Description
(From the publisher’s website)
The year is 1843, and Great Britain is poised to see the country gripped by a new disease – Railway Mania. Rail transportation to link industrial Great Britain together has captured the public imagination, and thanks to a rapidly expanding affluent middle class, more than enough money is available to build that rail net. Scores of new railway companies spring up. With virtually no governmental oversight, many fraudulent or economically unfeasible railways appear, financed by a tidal wave of cash from starry-eyed investors. By 1849 the spectacular railway construction bubble completely bursts, thousands of individual investors are ruined, and the surviving well-run rail lines move into the financial wreckage to salvage the workable lines, continue construction through the next decade, and grow stronger.
1862: Railway Mania in the Eastern Counties is set in this cauldron of railway construction. Players will vie to start railway companies, invest money in railway shares, and attempt to run the railways they control for personal gain, trying to keep them afloat in changeable economic times. Each game played will be unique. Out of 20 available railway companies, only 16 will be randomly selected for each game – and only eight will be available at start. Each company also starts with a randomly chosen Permit to run one of three different types of train.
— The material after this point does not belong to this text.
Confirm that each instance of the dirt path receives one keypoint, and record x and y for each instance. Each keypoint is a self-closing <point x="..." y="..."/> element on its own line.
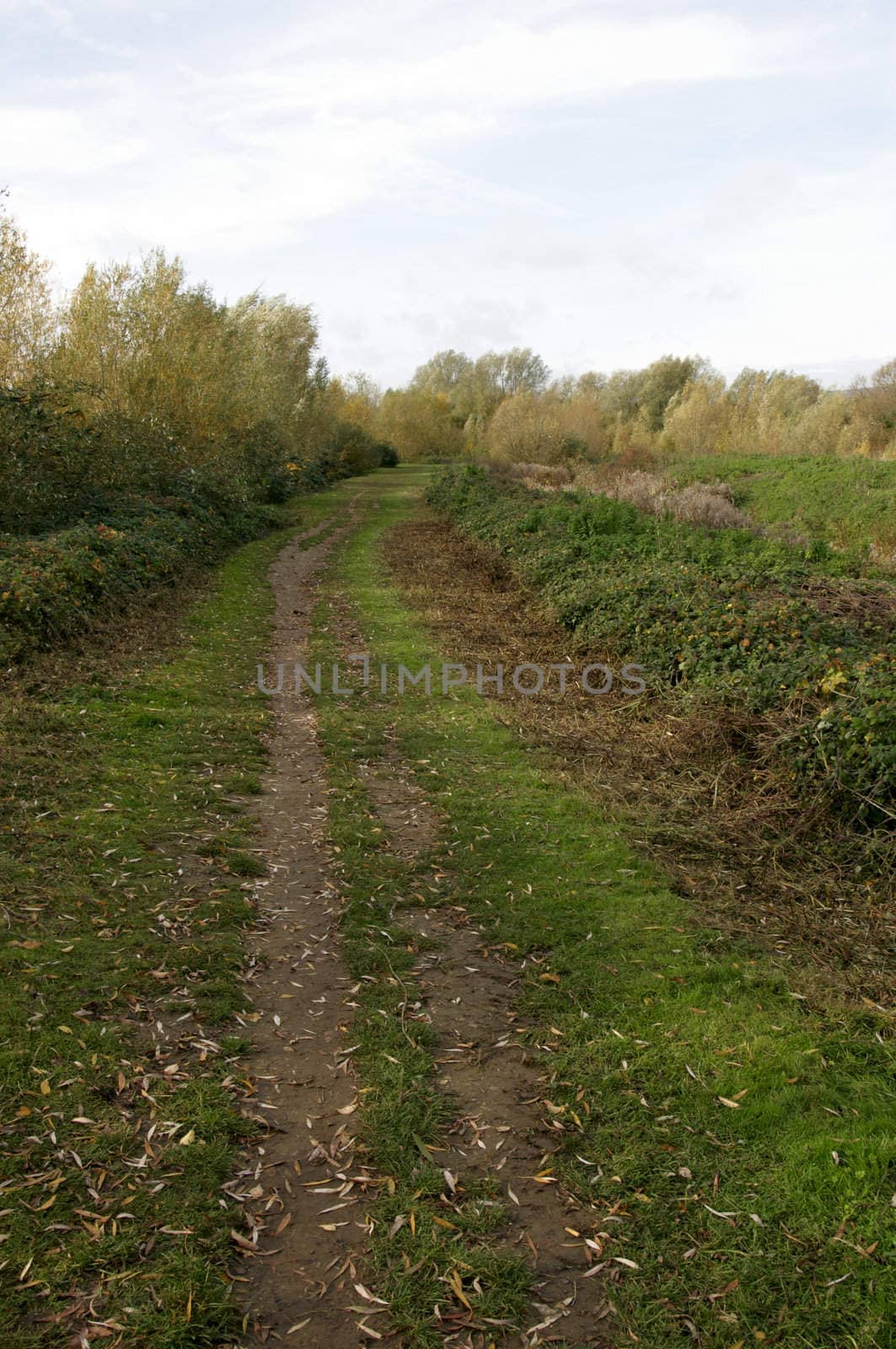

Players then begin the game by investing in some of the available companies. Each company will generate revenue for the majority shareholder by laying track on the board, placing station markers, running any trains it owns, paying dividends or retaining revenue from those trains, and then buying more and more advanced trains. As the game progresses, players can start more companies and can merge companies they control with other companies. When larger and more powerful trains are bought, older trains become obsolete and disappear, causing financial crisis for the unprepared. The game ends after the last band of trains is bought, and the wealthiest player, including shares, but not money in companies, is the winner.